Partiendo de la educación.

entrevista a viaje

Mauro nos cuenta cómo se hizo voluntario, qué motivos lo impulsaron y lo que implica dar apoyo a través de la educación.

Entrevista a Mauro Noé Perez

Tiene 20 años y cursa el segundo año del Profesorado y Licenciatura de Historia en la UNaM de Posadas, es militante dentro y fuera de la facultad, además de ser voluntario de un Programa Nacional de Alfabetización que se desarrolla en todo el país.

¿En qué consiste el programa de alfabetización?

-Es un programa educativo que enseña a personas que no saben leer y escribir o que no hayan terminado la primaria y sean mayores de 15 años. La idea es prepararlos durante el período que dura la alfabetización para que cuando finalice, estén listos para incorporarse a una educación más sistemática. Aparte es una manera de ayudarlos para que otras personas no se aprovechen de su condición de analfabetos como pasa muchas veces. Primero nos capacitan a nosotros que somos los alfabetizadores, luego vamos al barrio donde están los centros y enseñamos a éstas personas.

¿Le brindan los elementos e insumos necesarios?

-Si. A los alfabetizadores nos entregan todos los materiales, pizarrones, tizas, hojas, mapas, etcétera. Y a los estudiantes les mandan también desde Nación, todos los útiles que van a necesitar para el curso que dura 7 meses aproximadamente.

¿Reciben alguna remuneración como alfabetizadores?

-No. Como te contaba, este es un voluntariado. Si tenes ganas de participar, te anotas y armas el centro, para que lo den de alta necesita un mínimo de 15 estudiantes. Hay  un seguro o beca que le dan al alfabetizador para cubrir los gastos de traslado, porque ir al barrio tiene un costo de pasajes en colectivo y demás. No sé bien cuánto es el monto, pero está destinado a cubrir esos gastos.

¿Dónde funciona el centro donde participas?

-Nosotros armamos el centro en el barrio “El Piedral”, acá en Posadas, está cerca del campus de la UNAM. Nos mandamos nomás al barrio y empezamos a conocer a la gente que vive ahí y sus necesidades.

¿Cómo es la gente del barrio?

-Es gente muy humilde. “Una villa”, gente muy pobre y olvidada por el Estado. Pero también son muy buenas personas y están muy bien organizados. Hay una señora; Morena, que armó un grupo que se llama “Mujeres al Frente”, lucha mucho por mejorar el barrio y ya consiguieron muchas cosas, pero siempre a través de protestas, porque no las toman en cuenta, por eso varias veces cortaron calles, hicieron piquetes para que el Estado los escuche. Ese grupo de mujeres mantiene el barrio limpio, barren las calles, están realmente organizadas y trabajan mucho. Abrieron un comedor para los chicos y toda la gente del barrio. Es gente pobre, que tiene muchas necesidades y esto vendría a ser un aporte más.

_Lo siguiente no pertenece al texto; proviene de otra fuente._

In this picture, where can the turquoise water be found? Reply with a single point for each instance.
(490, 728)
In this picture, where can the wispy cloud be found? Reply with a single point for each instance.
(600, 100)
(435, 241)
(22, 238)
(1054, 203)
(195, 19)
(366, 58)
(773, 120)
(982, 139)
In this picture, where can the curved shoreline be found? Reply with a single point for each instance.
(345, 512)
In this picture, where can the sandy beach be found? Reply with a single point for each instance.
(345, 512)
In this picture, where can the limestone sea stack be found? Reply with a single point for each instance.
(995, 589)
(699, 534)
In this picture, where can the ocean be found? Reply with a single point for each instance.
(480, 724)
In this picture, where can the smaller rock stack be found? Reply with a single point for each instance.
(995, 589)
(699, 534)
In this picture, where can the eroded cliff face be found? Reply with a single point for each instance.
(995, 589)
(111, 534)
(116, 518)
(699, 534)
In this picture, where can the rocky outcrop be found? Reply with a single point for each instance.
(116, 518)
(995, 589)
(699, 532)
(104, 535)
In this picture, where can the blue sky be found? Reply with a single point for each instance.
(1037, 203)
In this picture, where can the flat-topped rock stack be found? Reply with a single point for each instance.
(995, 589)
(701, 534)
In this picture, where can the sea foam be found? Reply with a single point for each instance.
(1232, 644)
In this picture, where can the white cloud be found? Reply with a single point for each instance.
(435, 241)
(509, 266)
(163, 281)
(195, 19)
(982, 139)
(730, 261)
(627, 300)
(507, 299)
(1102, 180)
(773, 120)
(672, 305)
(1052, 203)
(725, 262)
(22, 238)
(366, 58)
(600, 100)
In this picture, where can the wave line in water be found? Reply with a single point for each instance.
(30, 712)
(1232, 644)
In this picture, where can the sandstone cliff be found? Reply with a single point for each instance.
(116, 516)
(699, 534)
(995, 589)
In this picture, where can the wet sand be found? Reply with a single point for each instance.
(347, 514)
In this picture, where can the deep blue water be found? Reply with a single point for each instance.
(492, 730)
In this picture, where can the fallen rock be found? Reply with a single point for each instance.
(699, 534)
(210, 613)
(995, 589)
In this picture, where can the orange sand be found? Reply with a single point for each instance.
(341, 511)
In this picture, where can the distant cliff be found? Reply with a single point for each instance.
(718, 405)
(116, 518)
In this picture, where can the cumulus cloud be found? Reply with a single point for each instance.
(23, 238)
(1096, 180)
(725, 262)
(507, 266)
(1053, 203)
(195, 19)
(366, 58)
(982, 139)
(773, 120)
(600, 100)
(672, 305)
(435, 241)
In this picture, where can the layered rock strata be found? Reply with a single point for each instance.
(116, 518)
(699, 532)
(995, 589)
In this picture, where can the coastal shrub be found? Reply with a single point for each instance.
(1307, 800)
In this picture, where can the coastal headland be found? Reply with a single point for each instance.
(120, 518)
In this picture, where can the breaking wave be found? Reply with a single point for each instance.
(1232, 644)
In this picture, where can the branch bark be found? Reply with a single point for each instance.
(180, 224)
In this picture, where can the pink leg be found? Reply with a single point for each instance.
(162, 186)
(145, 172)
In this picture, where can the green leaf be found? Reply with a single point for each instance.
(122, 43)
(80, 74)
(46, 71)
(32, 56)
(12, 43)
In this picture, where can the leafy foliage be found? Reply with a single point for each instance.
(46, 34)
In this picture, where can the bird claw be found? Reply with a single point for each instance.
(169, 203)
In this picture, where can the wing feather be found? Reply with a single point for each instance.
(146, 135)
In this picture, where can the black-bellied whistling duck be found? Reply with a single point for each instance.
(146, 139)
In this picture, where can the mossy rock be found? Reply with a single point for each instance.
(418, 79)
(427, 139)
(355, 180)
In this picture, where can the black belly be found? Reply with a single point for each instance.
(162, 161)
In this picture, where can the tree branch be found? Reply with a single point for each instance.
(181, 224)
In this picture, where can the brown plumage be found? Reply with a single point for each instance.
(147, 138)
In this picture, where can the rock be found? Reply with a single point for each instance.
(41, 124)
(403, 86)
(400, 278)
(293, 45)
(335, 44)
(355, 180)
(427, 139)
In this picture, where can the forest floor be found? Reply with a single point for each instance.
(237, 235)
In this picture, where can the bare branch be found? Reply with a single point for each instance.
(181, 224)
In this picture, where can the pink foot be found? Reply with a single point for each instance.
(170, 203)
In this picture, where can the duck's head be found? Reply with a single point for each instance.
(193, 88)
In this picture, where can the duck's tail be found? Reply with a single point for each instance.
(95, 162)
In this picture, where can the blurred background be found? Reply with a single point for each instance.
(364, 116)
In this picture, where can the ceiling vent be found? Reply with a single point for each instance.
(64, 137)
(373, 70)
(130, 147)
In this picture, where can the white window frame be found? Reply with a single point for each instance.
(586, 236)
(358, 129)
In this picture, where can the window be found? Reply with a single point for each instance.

¿Qué te movilizó a ser voluntario?

-Son personas con demasiadas necesidades y a mí me interesa ayudar a los otros, sentirme útil haciendo algo por los demás. Aparte quiero conocer más de cerca la situación, como viven, cuáles son sus necesidades más sustanciales, interactuar con ellos y compartir sus experiencias. Por eso me anoté. Quiero conocer su historia, porque cada familia tiene una historia diferente y la mayoría pasó por situaciones muy difíciles, hay víctimas de violencia, chicos con fuertes traumas psicológicos; hay de todo, es gente muy sufrida. Pero también es gente que lucha, eso me interesa muchísimo.

¿Es la primera vez que participas? ¿Qué expectativas te genera?

-Sí, es la primera vez que voy a ser alfabetizador. Y está bueno, me gusta, por eso me inscribí a través del Movimiento Evita que es un movimiento político – social que canaliza este programa y en el cual participo. Me gusta enseñar, por eso estoy estudiando el profesorado;quiero dar todo de mi a la gente que necesita.

¿Cómo recibió la gente del barrio ésta propuesta?

-Nos costó un poco armar los centros, hay gente que se copó de una pero a la mayoría le cuesta ponerse a estudiar, aparte de que ya no creen en los partidos políticos, de tantas veces que le dijeron vamos a hacer tal cosa, y nunca hicieron nada, sólo se acuerdan de ellos en tiempos de campaña. Pero finalmente lo pudimos armar, porque hay un convencimiento por parte de ellos y entendieron que la educación es una necesidad que no se puede seguir postergando.

Mauro es consciente de que ser voluntario en este programa implica un compromiso importante, y que llevarlo adelante implicará aún más.